On September 26, 2011, FDA informed the public that it has not yet reached a conclusion, but remains concerned, about the potential increased risk of blood clots with the use of drospirenone-containing birth control pills. FDA has completed its review of the two 2011 studies that looked at the risk of blood clots for women who use drospirenone-containing birth control pills, previously mentioned in FDA's Drug Safety Communication issued on May 31, 2011 .1,2 FDA is continuing its review of a separate FDA-funded study that evaluated the risk of blood clots in users of several different hormonal birth control products (contraceptives). Preliminary results of the FDA-funded study suggest an approximately 1.5-fold increase in the risk of blood clots for women who use drospirenone-containing birth control pills compared to users of other hormonal contraceptives.

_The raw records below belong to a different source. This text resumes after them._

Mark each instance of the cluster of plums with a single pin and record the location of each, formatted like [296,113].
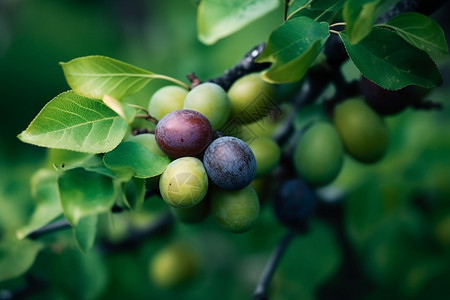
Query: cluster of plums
[208,172]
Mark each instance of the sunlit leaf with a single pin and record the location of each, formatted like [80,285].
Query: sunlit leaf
[97,76]
[359,16]
[73,122]
[391,62]
[420,31]
[218,19]
[83,193]
[132,159]
[292,48]
[45,191]
[17,256]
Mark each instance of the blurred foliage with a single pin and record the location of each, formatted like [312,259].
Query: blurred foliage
[396,213]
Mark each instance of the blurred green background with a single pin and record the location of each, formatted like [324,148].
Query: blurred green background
[395,239]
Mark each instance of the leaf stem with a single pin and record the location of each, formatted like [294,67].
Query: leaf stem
[263,284]
[171,79]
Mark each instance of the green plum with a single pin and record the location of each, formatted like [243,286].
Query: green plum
[319,155]
[184,183]
[236,210]
[363,132]
[251,98]
[211,100]
[165,100]
[267,154]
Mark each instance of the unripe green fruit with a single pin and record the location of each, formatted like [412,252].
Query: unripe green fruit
[184,183]
[173,266]
[319,154]
[166,100]
[148,140]
[363,132]
[251,98]
[210,100]
[267,154]
[235,211]
[193,214]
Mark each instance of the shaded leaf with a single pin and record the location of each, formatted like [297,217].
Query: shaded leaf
[83,193]
[391,62]
[359,16]
[421,32]
[132,159]
[292,48]
[17,256]
[76,123]
[218,19]
[85,232]
[134,193]
[44,190]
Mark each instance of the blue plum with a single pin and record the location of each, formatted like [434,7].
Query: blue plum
[230,163]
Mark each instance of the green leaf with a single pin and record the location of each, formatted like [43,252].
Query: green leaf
[359,16]
[292,48]
[17,256]
[123,109]
[83,193]
[97,76]
[218,19]
[76,123]
[134,193]
[421,32]
[131,159]
[391,62]
[45,191]
[85,232]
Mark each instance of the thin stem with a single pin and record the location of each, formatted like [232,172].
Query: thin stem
[263,284]
[171,79]
[49,228]
[299,9]
[337,24]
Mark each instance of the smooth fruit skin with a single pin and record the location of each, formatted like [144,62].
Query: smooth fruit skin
[362,131]
[193,214]
[294,203]
[251,98]
[319,155]
[235,211]
[183,133]
[173,266]
[184,183]
[212,101]
[230,163]
[267,154]
[165,100]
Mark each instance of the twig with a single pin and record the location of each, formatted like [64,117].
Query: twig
[245,66]
[263,284]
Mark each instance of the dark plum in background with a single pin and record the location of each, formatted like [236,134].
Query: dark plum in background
[230,163]
[183,132]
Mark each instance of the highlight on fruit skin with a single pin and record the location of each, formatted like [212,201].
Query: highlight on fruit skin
[211,100]
[319,154]
[184,183]
[183,132]
[363,132]
[165,100]
[230,163]
[235,211]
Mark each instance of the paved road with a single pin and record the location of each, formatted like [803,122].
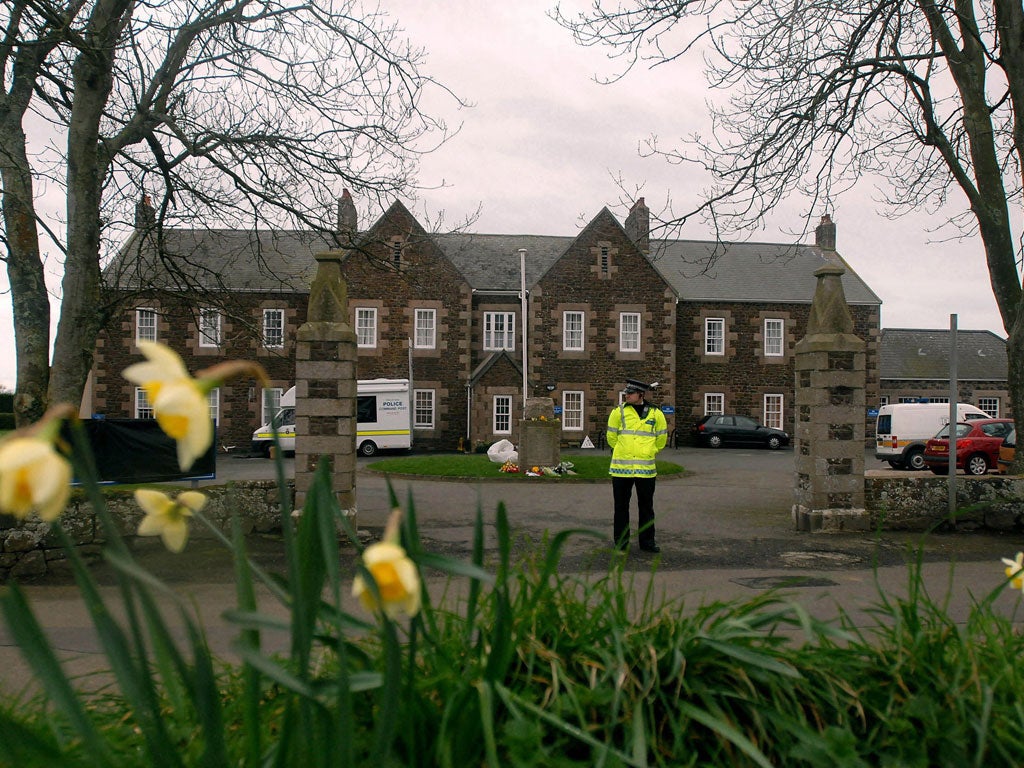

FDA has scheduled a joint meeting of the Reproductive Health Drugs Advisory Committee and the Drug Safety and Risk Management Advisory Committee on December 8, 2011 to discuss the risks and benefits and specifically the risk of blood clots of drospirenone-containing birth control pills.  

The following questions and answers provide an overview of this potential safety issue. 

Q1. What is drospirenone?

Q2. Which birth control pills (oral contraceptives) contain drospirenone? 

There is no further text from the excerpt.